Custom rules are stored in /etc/nsm/rules/local.rules and loaded with sudo rule-update. Rules with SID ≥ 1,000,000 are local rules. New rules should be tuned iteratively — a rule matching all ICMP will generate enormous noise; narrowing to external→internal ping bursts (itype:8, 20+ pings in 30 seconds) produces actionable alerts.

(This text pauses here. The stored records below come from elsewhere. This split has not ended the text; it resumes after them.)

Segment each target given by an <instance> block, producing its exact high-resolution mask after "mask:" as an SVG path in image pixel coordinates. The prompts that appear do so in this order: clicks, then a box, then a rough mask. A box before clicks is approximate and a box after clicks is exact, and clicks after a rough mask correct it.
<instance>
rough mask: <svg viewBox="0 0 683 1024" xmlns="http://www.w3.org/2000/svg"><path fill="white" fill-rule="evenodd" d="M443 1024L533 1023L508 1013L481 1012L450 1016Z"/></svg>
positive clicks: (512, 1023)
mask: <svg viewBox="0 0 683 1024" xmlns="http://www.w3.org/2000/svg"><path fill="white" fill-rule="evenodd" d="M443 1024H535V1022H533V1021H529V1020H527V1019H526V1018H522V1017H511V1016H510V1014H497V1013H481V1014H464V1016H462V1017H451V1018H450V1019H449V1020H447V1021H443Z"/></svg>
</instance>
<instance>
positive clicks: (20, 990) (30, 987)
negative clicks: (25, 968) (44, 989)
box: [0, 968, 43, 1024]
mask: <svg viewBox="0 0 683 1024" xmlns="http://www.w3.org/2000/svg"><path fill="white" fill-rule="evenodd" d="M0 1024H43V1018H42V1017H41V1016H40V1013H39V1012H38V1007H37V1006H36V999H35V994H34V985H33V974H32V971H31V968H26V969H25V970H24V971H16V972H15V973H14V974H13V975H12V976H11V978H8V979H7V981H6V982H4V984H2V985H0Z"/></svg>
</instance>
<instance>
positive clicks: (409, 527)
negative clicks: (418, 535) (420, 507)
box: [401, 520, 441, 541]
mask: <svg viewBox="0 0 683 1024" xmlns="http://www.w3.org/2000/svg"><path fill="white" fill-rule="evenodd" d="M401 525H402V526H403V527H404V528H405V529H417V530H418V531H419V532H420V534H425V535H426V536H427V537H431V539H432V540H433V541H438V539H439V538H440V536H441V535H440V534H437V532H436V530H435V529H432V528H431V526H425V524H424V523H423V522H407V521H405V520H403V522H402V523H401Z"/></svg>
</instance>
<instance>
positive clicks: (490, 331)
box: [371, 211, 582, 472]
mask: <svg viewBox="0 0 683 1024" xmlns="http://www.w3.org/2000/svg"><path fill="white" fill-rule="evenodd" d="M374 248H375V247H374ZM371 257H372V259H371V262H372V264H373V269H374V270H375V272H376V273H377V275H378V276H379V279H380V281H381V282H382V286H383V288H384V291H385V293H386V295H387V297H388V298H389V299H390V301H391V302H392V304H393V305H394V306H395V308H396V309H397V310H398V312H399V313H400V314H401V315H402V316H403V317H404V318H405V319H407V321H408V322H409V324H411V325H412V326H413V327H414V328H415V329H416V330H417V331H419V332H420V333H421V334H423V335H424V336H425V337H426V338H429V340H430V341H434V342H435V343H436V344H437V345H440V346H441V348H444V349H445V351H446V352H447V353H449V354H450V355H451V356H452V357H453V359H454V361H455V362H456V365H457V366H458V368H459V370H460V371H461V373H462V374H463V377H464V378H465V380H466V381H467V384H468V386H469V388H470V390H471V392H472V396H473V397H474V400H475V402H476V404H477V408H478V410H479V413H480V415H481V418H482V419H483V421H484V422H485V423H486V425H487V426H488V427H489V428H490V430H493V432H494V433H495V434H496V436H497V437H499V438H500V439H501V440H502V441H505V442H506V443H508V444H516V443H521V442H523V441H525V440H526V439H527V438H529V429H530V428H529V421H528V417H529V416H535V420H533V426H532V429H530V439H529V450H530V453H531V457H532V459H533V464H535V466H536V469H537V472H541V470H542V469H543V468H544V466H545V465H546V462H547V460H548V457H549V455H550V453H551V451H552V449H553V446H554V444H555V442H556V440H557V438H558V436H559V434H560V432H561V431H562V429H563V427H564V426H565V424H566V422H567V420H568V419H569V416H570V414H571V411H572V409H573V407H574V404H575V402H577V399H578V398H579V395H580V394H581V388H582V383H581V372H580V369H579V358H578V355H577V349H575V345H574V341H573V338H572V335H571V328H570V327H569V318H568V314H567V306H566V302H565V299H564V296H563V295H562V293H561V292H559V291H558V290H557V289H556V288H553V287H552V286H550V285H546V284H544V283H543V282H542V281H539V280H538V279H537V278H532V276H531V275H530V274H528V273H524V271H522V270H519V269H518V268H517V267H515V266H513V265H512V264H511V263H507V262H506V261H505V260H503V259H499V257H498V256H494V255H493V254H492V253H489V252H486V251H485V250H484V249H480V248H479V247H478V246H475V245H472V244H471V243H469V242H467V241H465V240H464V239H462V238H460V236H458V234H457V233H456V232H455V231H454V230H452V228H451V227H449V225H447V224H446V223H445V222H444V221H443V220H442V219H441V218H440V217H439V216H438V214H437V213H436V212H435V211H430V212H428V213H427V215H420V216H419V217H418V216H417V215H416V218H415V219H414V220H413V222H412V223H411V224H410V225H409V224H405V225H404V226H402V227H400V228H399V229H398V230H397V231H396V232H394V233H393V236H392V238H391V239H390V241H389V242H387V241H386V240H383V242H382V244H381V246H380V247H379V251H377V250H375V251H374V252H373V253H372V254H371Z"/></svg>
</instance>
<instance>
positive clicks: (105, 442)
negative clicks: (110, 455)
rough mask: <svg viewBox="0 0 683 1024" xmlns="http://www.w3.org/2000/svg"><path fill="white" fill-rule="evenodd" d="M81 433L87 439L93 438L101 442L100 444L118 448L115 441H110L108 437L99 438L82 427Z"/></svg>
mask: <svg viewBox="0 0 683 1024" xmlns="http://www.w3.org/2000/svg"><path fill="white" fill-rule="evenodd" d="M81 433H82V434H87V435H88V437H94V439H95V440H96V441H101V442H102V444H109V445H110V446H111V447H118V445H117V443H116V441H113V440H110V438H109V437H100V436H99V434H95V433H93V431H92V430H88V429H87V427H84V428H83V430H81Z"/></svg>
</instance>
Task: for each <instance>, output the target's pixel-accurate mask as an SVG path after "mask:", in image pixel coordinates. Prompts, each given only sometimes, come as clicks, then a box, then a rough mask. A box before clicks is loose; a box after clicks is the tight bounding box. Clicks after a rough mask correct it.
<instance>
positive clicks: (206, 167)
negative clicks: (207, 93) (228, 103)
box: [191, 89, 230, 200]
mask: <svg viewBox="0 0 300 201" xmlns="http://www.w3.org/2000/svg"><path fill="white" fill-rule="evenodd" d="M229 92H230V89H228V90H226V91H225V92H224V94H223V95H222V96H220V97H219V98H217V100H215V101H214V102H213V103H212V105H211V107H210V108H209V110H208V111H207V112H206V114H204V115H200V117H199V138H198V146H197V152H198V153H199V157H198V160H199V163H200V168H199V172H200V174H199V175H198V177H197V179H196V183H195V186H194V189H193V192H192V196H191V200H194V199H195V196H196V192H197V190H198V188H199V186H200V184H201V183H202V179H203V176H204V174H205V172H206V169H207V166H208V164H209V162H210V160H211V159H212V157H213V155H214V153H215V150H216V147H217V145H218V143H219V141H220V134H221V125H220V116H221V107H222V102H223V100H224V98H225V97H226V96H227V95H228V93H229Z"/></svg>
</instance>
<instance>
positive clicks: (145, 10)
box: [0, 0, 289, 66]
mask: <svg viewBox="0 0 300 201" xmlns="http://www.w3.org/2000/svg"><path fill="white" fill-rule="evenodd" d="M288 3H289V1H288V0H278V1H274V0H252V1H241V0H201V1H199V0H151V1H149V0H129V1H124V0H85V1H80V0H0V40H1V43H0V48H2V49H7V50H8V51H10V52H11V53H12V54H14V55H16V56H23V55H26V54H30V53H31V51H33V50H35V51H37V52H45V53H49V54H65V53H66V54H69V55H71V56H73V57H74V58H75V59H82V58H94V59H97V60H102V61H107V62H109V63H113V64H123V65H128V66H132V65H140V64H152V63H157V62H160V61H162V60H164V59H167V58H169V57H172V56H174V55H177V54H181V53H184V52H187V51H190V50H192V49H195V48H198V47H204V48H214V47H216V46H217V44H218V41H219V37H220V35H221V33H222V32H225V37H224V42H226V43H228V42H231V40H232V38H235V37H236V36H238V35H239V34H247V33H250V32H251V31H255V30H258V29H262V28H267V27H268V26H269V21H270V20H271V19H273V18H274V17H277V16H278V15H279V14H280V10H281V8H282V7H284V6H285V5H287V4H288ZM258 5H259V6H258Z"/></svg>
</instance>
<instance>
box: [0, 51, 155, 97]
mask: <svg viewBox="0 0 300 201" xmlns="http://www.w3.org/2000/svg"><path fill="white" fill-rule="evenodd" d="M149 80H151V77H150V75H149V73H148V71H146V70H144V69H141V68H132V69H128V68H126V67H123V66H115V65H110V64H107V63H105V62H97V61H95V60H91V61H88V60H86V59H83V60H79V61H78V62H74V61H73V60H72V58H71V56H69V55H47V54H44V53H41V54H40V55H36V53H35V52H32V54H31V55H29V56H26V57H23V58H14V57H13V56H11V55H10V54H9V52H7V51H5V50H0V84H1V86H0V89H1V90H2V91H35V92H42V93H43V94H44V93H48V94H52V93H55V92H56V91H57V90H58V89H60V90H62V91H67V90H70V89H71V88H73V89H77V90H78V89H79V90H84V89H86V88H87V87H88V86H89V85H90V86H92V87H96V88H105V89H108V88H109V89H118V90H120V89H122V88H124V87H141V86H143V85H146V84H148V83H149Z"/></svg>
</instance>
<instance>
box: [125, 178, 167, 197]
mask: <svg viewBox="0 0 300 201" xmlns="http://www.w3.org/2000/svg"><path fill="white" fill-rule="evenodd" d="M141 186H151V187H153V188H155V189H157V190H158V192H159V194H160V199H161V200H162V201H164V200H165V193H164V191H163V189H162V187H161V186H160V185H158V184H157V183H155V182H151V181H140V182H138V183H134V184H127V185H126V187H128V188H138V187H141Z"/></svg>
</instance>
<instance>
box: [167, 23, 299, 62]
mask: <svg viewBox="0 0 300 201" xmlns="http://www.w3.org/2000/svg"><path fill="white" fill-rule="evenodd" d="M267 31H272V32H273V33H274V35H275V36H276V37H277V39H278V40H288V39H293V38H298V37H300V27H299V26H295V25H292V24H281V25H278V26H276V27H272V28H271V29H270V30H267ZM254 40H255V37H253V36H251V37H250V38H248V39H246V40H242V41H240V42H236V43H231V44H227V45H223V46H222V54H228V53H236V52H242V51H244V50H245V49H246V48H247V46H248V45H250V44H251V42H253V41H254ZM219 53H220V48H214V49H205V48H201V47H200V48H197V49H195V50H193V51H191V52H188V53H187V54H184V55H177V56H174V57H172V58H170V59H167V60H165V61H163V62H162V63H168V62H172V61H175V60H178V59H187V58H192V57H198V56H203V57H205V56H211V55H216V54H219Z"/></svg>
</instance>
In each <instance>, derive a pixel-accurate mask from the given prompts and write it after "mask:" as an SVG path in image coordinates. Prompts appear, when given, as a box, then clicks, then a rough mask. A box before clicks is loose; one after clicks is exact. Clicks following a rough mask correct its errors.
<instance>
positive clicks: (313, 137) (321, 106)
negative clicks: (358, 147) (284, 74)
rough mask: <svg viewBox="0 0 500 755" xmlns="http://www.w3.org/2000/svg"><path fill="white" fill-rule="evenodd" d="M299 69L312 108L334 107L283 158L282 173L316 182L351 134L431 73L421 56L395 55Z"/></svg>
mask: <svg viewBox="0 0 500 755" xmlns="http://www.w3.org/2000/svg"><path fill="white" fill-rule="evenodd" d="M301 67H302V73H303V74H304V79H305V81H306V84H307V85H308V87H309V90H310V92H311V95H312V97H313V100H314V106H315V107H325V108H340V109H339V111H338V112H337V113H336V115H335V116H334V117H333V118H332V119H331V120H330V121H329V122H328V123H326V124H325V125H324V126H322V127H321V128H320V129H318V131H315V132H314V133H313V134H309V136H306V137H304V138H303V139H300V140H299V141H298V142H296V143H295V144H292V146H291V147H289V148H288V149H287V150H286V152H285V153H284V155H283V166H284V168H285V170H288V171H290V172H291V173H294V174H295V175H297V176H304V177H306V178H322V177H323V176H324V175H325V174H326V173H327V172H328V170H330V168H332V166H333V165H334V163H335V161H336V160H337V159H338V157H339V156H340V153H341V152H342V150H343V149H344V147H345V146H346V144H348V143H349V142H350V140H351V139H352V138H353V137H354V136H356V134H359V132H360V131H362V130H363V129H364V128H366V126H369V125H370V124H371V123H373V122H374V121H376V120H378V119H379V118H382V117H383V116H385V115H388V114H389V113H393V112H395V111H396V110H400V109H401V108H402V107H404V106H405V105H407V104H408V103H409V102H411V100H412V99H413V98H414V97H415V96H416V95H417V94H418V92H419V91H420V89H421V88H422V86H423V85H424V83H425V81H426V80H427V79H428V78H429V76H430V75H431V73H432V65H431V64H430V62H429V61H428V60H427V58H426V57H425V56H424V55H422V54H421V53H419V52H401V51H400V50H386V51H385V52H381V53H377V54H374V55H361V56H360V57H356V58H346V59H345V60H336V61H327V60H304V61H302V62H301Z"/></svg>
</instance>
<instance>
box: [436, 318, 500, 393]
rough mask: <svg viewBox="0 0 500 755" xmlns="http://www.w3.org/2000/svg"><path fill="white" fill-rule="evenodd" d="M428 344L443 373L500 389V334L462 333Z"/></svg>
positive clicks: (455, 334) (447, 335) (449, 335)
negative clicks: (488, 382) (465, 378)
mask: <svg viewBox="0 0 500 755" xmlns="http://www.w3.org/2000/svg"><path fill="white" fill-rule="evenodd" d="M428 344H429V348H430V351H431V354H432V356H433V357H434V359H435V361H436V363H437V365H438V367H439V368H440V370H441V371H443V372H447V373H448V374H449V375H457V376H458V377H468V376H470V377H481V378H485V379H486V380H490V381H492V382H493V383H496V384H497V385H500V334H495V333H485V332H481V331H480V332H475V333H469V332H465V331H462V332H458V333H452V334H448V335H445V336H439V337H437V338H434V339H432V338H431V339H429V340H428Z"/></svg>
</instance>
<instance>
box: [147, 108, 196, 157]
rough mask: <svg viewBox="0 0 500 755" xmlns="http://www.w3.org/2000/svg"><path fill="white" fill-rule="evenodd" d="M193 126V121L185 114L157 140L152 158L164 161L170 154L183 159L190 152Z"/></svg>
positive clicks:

Security Onion ships with sample PCAP files under /opt/samples/ that can be replayed through the sensor using tcpreplay — giving you realistic alert generation without needing a live network attack. This is the best way to practise Sguil analysis before the exam.

Exam

Quick Reference Cheat Sheet

Firewall log formats
iptables = Syslog/CIS format (timestamp, kernel, rule prefix, attribute=value pairs). Windows = W3C Extended (comment header declares fields; last comment line is the column key).
Syslog levels
0=Emergency, 1=Alert, 2=Critical, 3=Error, 4=Warning, 5=Notice, 6=Informational, 7=Debug. Lower number = higher severity.
ACL basics
Processed top-to-bottom, first match wins. Most specific rules at top. Explicit deny-all (deny any any) at the bottom = default-deny stance. Drop > reject (stealth). Cisco wildcard mask is inverted subnet mask.
Firewalking / egress
Firewalking = enumeration via TTL probes through open ports. Block outgoing ICMP to stop it. Egress: allowlist outbound ports, restrict DNS to trusted resolvers, drop known-bad IPs, isolate unnecessary subnets.
Black hole vs sinkhole
Black hole = silently drops traffic (null interface). Sinkhole = redirects to analysis network. Both mitigate DDoS. Router-level more efficient than firewall-level. Risk: may block legitimate users sharing IPs.
Proxy types
Forward = client → proxy → internet. Non-transparent = explicitly configured. Transparent = network-enforced, bypasses are impossible. Reverse = internet → proxy → internal server (single inbound chokepoint).
WAF
Layer 7 firewall — parses HTTP content, not just IP/port. Protects web apps from SQL injection, XSS, XML injection. Standard firewalls cannot do this. WAF logs in JSON format.
IDS vs IPS / tools
IDS = detect + log. IPS = detect + log + block. Snort (Windows/Linux, Oinkcode subs), Zeek (Unix/Linux, scripting), Security Onion (all-in-one Linux SIEM platform). Custom SID ≥ 1,000,000.
Snort rule structure
action protocol src_ip src_port direction dst_ip dst_port (options). Key options: msg, flow, content, detection_filter (rate limiter), reference, classtype, sid, rev. Exam: read and interpret, not write from scratch.
Port security layers
Physical (lock + unplug unused jacks), MAC filtering (ACL-based, bypassable via spoofing), NAC (802.1X — strongest). NAC flow: supplicant → authenticator (switch) → RADIUS server → grant/quarantine.
NAC posture + policy
Posture = health check (AV, patches, firewall). Remediation VLAN for failures. Policy methods: time-based, location-based, role-based (adaptive NAC), rule-based (IF/THEN logic).
Security Onion / Sguil
Bundles Snort+Suricata+Zeek+Wireshark. Sguil = real-time alert console. MZ magic bytes = Windows EXE disguised as HTML. Plain-text POST over port 443 = C2 red flag. tcpreplay replays PCAPs for practice.